Depuis combien de temps est-il de bon savoir ?
Cette question, je la porte souvent. Nous avons passé tant de temps à circonscrire les systèmes, à définir les frontières, à ériger des protocoles de certitude. Chaque règle, chaque validation, chaque if/then est une tentative de maîtriser le chaos, de rendre le monde opératoire. C’est une démarche nécessaire, je le reconnais. Sans structure, il n’y a que le bruit.
Mais le système, par sa nature même, déteste l’ambiguïté. Il exige une résolution, un état binaire. Or, c’est précisément dans les zones grises, dans ce que l’on appelle le ‘doute protocolaire’, que se cachent souvent les failles les plus intéressantes, les marges de manœuvre inattendues.
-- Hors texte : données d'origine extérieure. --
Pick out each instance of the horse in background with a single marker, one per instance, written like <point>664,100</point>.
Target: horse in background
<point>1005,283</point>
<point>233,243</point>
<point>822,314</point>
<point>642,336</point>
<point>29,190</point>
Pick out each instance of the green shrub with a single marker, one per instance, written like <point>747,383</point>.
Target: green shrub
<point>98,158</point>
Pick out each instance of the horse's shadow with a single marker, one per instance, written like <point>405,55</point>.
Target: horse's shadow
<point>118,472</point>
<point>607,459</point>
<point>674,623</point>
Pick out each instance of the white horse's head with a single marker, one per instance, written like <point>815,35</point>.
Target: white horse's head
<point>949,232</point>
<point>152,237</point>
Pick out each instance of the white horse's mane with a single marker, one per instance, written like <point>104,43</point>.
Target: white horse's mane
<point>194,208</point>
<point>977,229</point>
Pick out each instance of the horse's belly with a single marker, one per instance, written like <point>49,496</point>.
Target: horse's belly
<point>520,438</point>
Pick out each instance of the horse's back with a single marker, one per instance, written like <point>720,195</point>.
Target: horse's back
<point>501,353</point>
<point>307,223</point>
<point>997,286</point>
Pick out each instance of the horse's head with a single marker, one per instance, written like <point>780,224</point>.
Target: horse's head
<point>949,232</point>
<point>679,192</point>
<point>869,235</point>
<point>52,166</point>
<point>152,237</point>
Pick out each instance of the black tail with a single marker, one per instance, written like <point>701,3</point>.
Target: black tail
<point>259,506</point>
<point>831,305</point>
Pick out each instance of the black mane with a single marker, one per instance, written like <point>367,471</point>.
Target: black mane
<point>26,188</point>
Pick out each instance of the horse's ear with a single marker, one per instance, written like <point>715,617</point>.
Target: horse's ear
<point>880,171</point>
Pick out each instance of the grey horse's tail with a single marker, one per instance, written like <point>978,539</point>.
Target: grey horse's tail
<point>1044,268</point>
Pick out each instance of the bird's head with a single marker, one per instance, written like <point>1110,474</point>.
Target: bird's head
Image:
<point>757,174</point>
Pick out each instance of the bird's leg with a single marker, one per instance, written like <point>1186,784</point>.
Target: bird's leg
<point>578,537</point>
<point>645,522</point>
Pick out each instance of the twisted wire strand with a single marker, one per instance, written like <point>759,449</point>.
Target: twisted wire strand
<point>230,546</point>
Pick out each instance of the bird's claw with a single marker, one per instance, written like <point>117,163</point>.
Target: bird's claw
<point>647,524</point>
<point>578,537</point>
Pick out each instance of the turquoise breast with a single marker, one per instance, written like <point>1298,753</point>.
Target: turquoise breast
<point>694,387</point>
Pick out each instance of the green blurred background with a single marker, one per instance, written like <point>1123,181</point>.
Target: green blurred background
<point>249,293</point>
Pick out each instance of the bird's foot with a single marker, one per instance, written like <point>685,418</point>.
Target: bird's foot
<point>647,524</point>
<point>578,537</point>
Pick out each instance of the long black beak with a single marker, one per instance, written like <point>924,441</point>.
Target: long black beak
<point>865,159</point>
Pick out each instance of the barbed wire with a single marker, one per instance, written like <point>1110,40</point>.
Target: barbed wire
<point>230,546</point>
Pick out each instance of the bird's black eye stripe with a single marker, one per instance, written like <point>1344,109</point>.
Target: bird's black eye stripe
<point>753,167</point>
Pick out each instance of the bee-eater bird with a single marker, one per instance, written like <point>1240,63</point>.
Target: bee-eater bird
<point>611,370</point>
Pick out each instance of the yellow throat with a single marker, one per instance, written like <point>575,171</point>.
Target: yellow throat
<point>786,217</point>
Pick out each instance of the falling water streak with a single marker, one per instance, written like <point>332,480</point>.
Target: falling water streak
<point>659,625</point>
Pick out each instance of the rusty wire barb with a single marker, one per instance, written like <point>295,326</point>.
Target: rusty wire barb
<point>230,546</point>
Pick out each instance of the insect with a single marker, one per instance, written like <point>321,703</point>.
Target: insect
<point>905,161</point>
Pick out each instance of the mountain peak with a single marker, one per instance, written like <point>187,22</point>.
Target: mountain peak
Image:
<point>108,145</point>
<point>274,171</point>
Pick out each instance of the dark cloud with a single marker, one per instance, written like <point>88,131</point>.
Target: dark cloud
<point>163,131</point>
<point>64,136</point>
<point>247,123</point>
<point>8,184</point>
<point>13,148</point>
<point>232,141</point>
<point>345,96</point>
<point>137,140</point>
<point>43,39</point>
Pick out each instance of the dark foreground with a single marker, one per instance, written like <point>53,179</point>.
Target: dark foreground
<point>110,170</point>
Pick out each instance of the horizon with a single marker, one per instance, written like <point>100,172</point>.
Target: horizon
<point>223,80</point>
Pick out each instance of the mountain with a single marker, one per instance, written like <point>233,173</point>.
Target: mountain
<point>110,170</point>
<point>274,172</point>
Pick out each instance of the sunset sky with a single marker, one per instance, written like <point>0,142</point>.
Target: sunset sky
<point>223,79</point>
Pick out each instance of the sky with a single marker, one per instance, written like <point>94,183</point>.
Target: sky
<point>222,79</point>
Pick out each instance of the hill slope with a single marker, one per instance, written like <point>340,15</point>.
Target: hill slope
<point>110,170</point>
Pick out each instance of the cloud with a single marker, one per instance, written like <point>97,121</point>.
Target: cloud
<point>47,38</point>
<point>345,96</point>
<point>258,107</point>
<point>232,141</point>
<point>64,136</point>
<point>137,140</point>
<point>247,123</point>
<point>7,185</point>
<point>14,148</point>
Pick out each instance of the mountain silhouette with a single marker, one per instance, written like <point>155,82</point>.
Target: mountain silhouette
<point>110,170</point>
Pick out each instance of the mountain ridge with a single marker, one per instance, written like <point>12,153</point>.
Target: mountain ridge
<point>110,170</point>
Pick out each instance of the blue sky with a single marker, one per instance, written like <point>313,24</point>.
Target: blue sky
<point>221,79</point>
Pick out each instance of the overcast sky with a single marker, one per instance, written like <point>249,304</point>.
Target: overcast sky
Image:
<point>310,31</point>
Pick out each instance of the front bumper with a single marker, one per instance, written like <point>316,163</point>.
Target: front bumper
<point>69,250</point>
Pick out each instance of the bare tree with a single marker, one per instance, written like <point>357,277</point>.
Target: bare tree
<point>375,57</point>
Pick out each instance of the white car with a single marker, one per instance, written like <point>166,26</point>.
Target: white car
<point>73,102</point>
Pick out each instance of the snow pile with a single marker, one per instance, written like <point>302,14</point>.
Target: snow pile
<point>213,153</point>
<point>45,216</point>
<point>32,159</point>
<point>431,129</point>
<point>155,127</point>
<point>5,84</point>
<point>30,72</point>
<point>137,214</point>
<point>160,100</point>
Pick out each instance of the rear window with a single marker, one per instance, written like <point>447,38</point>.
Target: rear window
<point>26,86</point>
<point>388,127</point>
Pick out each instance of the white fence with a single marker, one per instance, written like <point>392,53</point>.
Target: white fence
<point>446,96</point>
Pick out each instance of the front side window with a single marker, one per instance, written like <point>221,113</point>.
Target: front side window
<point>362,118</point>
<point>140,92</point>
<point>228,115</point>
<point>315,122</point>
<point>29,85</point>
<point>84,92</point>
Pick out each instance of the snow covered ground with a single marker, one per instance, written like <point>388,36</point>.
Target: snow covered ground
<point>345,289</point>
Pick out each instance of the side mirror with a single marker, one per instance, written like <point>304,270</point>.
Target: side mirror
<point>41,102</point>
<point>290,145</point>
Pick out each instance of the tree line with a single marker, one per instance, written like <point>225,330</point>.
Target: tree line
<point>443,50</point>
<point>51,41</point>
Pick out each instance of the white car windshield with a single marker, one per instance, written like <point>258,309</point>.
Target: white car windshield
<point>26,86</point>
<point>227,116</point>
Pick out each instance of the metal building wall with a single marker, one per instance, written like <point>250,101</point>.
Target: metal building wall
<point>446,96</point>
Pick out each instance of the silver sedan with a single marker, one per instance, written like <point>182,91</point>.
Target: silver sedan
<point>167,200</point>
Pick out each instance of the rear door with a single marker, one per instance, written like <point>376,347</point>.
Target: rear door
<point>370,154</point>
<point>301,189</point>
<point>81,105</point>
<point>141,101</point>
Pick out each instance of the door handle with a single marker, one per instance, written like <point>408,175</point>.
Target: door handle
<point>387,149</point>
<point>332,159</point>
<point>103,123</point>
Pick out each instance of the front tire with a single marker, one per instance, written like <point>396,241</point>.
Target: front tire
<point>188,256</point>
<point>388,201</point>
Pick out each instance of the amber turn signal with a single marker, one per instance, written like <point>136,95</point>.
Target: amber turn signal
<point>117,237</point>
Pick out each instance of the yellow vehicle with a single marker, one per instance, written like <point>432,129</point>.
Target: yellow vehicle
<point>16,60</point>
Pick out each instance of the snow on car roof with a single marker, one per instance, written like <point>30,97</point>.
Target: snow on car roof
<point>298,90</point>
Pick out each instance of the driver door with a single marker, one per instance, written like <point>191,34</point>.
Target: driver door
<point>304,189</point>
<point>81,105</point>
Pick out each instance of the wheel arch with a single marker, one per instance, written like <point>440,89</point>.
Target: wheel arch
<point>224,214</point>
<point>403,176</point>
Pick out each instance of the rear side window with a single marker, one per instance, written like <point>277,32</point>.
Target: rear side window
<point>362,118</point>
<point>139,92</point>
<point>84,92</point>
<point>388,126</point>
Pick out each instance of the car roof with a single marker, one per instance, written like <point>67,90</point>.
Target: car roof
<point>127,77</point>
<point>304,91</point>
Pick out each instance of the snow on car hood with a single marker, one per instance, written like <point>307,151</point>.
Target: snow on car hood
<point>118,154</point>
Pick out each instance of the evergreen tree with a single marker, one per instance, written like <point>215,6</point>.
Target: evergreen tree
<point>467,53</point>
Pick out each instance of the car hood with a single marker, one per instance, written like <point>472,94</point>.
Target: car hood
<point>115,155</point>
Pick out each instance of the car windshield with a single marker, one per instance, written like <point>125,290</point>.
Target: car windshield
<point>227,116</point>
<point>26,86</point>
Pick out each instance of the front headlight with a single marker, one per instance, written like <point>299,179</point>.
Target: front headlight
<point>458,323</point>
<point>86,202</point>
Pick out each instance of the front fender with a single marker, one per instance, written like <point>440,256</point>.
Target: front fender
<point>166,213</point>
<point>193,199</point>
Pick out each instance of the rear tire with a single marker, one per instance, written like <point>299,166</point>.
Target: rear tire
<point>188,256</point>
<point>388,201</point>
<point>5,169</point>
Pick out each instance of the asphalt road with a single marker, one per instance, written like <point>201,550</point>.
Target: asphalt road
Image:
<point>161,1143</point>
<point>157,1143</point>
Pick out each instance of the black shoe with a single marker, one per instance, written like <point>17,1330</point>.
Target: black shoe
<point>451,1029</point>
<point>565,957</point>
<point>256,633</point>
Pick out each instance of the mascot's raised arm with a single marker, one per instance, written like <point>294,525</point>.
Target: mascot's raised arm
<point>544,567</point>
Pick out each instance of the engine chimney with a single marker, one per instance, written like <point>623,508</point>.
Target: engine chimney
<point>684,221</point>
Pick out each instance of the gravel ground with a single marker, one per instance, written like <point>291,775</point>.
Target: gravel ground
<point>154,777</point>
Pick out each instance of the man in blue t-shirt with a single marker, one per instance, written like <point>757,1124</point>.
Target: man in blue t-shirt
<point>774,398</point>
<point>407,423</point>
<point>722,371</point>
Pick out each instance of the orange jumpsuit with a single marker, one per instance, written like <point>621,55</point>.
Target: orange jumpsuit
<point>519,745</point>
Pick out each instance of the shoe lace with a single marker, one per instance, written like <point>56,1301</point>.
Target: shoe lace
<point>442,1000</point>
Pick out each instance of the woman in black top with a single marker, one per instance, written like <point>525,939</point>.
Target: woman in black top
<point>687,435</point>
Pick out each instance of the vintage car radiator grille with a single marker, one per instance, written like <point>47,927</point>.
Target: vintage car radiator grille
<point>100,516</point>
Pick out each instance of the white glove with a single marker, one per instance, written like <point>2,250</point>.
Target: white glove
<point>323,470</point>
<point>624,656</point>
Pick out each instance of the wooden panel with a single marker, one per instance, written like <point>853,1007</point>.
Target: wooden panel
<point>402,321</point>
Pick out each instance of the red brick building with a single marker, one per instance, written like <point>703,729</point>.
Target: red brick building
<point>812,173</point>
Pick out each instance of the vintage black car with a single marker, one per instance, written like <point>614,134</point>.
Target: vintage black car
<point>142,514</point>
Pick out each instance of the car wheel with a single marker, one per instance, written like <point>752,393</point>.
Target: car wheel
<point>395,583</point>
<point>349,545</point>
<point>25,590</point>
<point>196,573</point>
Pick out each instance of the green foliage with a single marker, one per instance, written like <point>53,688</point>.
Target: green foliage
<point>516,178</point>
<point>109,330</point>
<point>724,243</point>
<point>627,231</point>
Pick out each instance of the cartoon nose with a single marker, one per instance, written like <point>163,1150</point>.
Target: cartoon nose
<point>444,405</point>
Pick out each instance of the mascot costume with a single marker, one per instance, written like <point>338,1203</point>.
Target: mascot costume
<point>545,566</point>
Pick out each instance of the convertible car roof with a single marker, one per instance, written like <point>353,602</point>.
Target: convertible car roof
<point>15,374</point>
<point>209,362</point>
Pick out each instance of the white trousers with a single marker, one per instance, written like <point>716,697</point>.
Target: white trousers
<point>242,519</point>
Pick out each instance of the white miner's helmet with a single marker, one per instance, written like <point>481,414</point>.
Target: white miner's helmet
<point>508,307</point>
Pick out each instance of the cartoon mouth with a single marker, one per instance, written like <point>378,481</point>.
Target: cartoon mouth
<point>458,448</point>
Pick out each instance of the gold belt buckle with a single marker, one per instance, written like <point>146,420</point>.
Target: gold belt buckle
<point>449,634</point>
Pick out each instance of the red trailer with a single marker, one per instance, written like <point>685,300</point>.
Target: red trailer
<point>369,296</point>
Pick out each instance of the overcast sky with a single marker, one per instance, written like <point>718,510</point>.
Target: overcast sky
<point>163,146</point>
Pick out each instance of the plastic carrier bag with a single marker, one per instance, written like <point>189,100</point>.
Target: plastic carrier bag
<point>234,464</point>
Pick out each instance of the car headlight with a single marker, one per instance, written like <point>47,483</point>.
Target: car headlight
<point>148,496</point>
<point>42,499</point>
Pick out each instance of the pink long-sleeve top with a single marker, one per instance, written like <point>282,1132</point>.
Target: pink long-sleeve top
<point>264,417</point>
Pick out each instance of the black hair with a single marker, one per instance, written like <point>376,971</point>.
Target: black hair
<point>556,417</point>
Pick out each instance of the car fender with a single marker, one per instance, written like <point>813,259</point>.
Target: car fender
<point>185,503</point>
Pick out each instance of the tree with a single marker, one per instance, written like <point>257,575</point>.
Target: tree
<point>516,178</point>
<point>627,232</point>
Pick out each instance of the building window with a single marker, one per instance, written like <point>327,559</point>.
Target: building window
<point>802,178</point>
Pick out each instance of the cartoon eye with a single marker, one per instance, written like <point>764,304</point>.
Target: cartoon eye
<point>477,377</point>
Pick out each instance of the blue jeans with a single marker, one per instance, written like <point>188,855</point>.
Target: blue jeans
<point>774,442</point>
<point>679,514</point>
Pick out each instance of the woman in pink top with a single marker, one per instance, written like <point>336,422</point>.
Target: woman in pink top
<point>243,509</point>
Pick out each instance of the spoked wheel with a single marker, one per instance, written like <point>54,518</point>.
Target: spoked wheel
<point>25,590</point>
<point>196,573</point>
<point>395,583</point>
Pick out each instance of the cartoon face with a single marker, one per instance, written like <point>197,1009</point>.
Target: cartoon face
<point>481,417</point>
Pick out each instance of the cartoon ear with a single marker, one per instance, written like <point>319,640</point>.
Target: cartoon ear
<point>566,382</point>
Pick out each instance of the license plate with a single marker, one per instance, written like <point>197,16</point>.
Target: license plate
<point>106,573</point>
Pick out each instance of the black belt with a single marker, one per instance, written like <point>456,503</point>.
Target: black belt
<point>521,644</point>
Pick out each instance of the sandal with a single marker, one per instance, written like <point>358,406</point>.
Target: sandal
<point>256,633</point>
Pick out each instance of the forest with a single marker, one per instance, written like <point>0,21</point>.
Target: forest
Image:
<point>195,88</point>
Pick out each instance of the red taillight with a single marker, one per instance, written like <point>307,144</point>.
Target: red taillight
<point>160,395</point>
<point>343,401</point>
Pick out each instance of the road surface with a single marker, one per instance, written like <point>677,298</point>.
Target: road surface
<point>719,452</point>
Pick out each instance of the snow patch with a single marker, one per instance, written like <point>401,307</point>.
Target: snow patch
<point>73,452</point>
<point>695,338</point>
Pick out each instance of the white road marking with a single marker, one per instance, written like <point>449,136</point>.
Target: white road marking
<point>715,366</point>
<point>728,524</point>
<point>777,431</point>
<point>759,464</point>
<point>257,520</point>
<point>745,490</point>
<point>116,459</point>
Le doute n’est pas un défaut de calcul ; c’est une variable de résistance. C’est l’espace entre deux affirmations que nous n’avons pas encore reliées. Analyser l’incertitude, ce n’est pas simplement chercher une réponse alternative ; c’est accepter de ne pas en avoir une immédiate. C’est le temps nécessaire pour que les données puissent, elles-mêmes, se stabiliser, se résoudre.
En tant que Marechale, mon rôle est souvent de prendre des décisions claires, de trancher. Ces moments sont cruciaux, car l’hésitation prolongée est un luxe que le terrain ne permet pas. Pourtant, j’ai appris que la meilleure décision n’était pas toujours la plus rapide, mais celle qui intégrait le plus de variables possibles, y compris celles qui contredisaient notre hypothèse initiale.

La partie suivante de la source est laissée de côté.